B.D. Baggies, purveyor of pre-laundered button-down shirts, used stacks of display cubbies, headless body forms and even a laundry-detergent scent to give its 372-square-foot space a more solid presence. Tommy Hilfiger’s Prep World, an 800-square-foot pop-up beach house on a worldwide tour this summer, feels as permanent as an actual New England summer cottage, complete with window shutters and a real grass lawn.

The Body Shop’s pop-up at the Goodwood Vintage Festival in West Sussex, U.K., featured customized in-store fixtures and a glass-fronted freezer turned display cabinet. “It kept with a vintage feel while still being a merchandising space you could shop out of,” says Martin Crehan, senior creative for Green Room Retail Ltd. (Birmingham, U.K.), which designed the space.

Food-based pop-ups are also serving up more complex designs. As part of the 25th anniversary celebration of the James Beard Foundation, a 4000-square-foot temporary restaurant, called JBF LTD, opened in New York’s Chelsea Market for five weeks this past April.

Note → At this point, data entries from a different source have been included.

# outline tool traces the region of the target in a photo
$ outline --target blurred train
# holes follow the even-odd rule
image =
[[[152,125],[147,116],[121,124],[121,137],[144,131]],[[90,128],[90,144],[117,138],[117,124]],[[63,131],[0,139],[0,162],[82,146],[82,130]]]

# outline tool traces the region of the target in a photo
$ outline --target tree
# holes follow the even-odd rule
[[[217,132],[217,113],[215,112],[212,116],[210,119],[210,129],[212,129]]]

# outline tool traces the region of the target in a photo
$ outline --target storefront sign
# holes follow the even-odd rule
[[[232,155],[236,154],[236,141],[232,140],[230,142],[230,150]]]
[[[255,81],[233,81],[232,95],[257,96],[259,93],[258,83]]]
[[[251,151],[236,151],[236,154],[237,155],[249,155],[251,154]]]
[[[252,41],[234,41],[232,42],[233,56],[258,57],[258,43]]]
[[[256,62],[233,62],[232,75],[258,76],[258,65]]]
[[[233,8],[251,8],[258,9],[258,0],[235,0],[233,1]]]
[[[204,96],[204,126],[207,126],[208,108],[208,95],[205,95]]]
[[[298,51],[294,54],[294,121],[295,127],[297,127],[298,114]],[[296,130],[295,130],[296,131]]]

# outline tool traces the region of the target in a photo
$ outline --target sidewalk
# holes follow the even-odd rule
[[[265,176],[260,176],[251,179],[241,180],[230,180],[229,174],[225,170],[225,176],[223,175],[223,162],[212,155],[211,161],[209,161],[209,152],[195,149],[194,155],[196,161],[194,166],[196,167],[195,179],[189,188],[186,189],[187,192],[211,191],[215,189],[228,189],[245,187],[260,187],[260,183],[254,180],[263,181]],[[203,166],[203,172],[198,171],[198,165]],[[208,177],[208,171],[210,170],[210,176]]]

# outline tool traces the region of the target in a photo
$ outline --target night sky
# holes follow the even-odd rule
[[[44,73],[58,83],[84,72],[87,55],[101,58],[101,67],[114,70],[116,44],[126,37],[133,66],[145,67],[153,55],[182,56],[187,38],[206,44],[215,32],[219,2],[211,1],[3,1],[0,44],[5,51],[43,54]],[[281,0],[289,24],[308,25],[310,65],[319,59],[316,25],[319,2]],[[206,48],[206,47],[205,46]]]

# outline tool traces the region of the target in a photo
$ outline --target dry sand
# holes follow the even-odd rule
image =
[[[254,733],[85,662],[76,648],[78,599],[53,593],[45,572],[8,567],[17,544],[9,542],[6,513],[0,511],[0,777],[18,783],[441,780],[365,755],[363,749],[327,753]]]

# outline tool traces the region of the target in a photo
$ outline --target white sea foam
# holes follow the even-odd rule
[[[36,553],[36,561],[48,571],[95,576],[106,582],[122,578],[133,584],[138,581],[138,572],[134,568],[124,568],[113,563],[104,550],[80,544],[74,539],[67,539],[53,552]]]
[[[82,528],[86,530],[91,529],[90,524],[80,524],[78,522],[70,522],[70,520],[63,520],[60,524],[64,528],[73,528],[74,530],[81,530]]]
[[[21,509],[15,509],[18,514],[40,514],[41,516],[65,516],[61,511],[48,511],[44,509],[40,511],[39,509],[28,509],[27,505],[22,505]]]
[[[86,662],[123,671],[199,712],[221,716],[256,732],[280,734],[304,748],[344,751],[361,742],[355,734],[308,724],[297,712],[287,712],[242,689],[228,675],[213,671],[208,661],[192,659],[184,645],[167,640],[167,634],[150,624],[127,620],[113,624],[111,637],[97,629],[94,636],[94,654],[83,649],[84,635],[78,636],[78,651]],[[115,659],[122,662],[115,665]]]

Using a half-mile of wire and 1200 light bulbs, James Biber, partner at Biber Architects (New York), traced patterns across the ceiling to create “stars in the sky.” Eighty black and white cast-aluminum chairs and community-style tables added to the street festival vibe. “It’s not just a lemonade stand,” he says. “It’s all the things that came together to produce this unprecedented moment.”